The following morning we arose, studied, ate breakfast, and out of guilt returned to the teaching appointment we had missed. We knew a woman at a neighboring house so we stopped by. Her porch was adorned with odd sculptures, hippie beads, and multi-colored pots. I knocked.
“Well hello, missionaries, come in.”
“How are you today, Mrs. Hendrick?” I asked.
“Fine, just fine. Boy oh boy, you’uns must be soaked to the bone. Damn rain ain’t let up a bit. Pardon my French, boys, but this weather makes my old bones hurt.”
“Mine too,” Hansen said with a crooked smile. We stood shivering in the doorway until I remembered why we had stopped by.
“Mrs. Hendrick,” I began, “do you know anything about the Davies, at 153, just down the street?”
She stood there, frozen. Her mouth opened twice without a sound. She stood there—transfixed.
Finally, she blurted, “Haven’t ya boys heard what happened?”
“No,” we said in unison.
“Well, yesterday Mr. Davies . . . he. . .uhm . . . murdered his three little children. With a mallet, just plain murdered ‘em.” Stunned silence.
“When?” was all I could muster.
“Yesterday at noon. Poor kids, but now they’re in the arms of Jesus. Perhaps ‘twas a blessing, the man was cruel. Sure could’a used some religion, too bad ya boys didn’t get a chance to teach him.”
Wet and cold, we rode in silence. I was in front; Hansen a ways back to avoid the mud being flung by my rear tire. It seemed a world of water. The rain struck vertical, the river flowed horizontal, and a tear escaped unabashed, rolling down my cheek.
“Sure could’a used some religion, too bad ya boys didn’t get a chance to teach him.” It echoed in my head. I jerked my brakes and waited for Hansen to pull up alongside me.
“Hansen,” I said as he skidded to a stop. “He killed his kids at noon. That’s when we were supposed to meet with him and give him a Bible.” “I know,” he said, staring out across the dancing river.
“We could have stopped it. If he’d read that Bible or heard our message, he wouldn’t have murdered his kids.”
“You don’t know that. What if we’d arrived during the act?”
“Then we could have stopped him.”
“Maybe, maybe not. Look, the guy was obviously sick. A few Bible lessons weren’t going to stop this.”
“What if we’re held accountable by God? We were late.”
“Come on man, we’re not. There was nothing we could do. I hate the Bottoms; I hate coming down here. Let’s go.”
For days I couldn’t concentrate. My mind was filled with images of a crazed man killing his kids. With a mallet, for God sake. With a mallet.
What if we had done our duty? What a price to pay for being late. We could have stopped him. I couldn’t help thinking we could have stopped him.
The great poet, Robert Frost, wrote, “In three words I can sum up everything I’ve learned about life: it goes on.” How does one know if their hands are stained with blood? If their soul is under condemnation? No divine angel reveals it. No supernatural jury, no burning bush. God is the supreme judge. Only God can judge. Only God. On that rainy November afternoon I stepped into the miry clay of judgment. And only God could pull me out. Only God.
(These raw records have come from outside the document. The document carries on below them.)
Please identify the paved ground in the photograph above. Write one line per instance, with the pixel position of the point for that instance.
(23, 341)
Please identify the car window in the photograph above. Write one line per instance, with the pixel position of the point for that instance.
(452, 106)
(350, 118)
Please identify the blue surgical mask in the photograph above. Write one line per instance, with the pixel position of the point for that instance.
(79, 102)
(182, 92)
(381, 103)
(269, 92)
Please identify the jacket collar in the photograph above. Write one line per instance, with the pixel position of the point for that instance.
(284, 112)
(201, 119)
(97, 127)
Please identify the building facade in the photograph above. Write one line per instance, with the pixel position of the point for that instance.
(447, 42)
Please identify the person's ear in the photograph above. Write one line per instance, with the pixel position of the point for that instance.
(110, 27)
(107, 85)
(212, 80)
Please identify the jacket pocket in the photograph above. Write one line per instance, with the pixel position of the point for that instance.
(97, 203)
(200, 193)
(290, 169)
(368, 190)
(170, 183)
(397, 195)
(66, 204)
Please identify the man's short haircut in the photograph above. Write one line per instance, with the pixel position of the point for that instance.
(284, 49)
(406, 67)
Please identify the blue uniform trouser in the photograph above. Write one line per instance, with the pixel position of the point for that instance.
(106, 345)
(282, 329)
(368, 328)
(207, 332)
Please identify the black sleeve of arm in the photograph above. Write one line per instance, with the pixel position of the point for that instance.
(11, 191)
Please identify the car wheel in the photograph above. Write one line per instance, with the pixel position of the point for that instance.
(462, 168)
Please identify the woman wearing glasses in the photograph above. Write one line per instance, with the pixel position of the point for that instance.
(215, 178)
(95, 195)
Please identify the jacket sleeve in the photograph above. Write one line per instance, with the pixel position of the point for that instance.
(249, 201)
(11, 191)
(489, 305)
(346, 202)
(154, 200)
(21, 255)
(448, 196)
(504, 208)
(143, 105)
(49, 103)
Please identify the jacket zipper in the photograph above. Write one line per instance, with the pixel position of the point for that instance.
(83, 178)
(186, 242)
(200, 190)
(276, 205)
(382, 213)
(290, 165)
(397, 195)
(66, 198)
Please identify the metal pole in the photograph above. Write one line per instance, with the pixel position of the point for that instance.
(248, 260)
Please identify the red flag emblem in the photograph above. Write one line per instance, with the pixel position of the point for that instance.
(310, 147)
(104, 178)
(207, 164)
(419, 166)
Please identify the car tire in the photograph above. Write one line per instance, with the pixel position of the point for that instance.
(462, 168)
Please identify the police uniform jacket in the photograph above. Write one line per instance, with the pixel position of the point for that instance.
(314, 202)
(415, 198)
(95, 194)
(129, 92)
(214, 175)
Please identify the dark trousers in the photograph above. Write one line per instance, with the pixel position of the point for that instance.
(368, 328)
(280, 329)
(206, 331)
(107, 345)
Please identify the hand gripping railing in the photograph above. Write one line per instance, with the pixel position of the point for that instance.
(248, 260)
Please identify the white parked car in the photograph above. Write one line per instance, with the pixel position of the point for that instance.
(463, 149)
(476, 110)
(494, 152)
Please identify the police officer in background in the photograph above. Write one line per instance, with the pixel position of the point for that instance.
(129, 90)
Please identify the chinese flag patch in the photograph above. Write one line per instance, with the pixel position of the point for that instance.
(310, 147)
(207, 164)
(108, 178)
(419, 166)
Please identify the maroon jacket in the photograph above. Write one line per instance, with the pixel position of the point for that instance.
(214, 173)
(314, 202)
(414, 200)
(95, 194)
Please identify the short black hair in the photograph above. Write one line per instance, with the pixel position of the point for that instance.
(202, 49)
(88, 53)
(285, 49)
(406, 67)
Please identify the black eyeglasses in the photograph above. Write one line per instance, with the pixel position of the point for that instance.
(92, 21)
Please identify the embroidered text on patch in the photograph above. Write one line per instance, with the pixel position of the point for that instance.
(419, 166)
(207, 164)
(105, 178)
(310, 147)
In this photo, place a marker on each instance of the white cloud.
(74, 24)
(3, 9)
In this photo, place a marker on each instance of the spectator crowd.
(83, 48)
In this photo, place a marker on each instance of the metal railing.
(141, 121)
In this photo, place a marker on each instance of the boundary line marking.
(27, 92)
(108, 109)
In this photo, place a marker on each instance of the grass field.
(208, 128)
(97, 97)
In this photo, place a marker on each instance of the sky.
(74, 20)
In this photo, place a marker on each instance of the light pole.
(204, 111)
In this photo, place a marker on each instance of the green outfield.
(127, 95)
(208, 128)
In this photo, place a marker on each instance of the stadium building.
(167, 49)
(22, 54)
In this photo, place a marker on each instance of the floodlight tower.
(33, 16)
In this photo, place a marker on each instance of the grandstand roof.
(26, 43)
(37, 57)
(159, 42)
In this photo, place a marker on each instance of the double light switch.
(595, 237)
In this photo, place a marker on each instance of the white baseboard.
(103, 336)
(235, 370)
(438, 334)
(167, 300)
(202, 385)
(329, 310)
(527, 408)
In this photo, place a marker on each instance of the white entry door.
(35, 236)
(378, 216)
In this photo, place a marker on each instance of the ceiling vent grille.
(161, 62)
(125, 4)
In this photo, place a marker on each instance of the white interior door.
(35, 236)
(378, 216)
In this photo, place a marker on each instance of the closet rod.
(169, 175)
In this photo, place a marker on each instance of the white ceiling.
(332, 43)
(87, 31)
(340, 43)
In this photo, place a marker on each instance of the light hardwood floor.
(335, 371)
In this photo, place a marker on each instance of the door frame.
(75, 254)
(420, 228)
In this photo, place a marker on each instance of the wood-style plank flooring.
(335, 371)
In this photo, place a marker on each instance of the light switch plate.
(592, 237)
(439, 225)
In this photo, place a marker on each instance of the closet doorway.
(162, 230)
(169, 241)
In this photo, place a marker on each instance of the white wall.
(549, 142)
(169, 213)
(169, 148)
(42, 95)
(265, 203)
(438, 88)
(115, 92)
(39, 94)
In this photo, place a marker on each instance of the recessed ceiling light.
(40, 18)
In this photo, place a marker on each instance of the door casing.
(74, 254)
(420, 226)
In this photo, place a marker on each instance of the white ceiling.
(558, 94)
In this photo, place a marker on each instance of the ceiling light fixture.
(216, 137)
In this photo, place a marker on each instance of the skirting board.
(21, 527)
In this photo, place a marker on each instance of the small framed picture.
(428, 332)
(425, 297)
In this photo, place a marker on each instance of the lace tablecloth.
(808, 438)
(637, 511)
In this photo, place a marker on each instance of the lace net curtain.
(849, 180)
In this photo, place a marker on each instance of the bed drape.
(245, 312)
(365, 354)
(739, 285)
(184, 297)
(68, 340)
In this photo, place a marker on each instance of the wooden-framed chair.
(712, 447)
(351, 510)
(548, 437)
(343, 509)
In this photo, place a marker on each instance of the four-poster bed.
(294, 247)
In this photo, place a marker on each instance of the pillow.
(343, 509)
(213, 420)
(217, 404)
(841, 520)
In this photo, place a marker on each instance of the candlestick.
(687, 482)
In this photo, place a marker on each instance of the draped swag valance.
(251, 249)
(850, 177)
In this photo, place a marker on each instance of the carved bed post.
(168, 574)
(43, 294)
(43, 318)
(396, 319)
At dusk the rain stopped. For a brief moment the setting sun bathed us, cutting like a prism through the dispersing clouds. We stood on the lawn in front of our apartment and watched the sun sink into the west, into the Bottoms. It was an unusually cold November, the trees mostly stripped of leaves and the earth hard and cracked. Soon everything would look dead and forgotten, torn and lifeless. Like the children in the Bottoms. I yearned for summer. For fireflies scampering about the grass like a thousand glittering stars, signs announcing yard sales, the smell of barbeques and the sound of children laughing.
All far removed from this Fall in the Bottoms.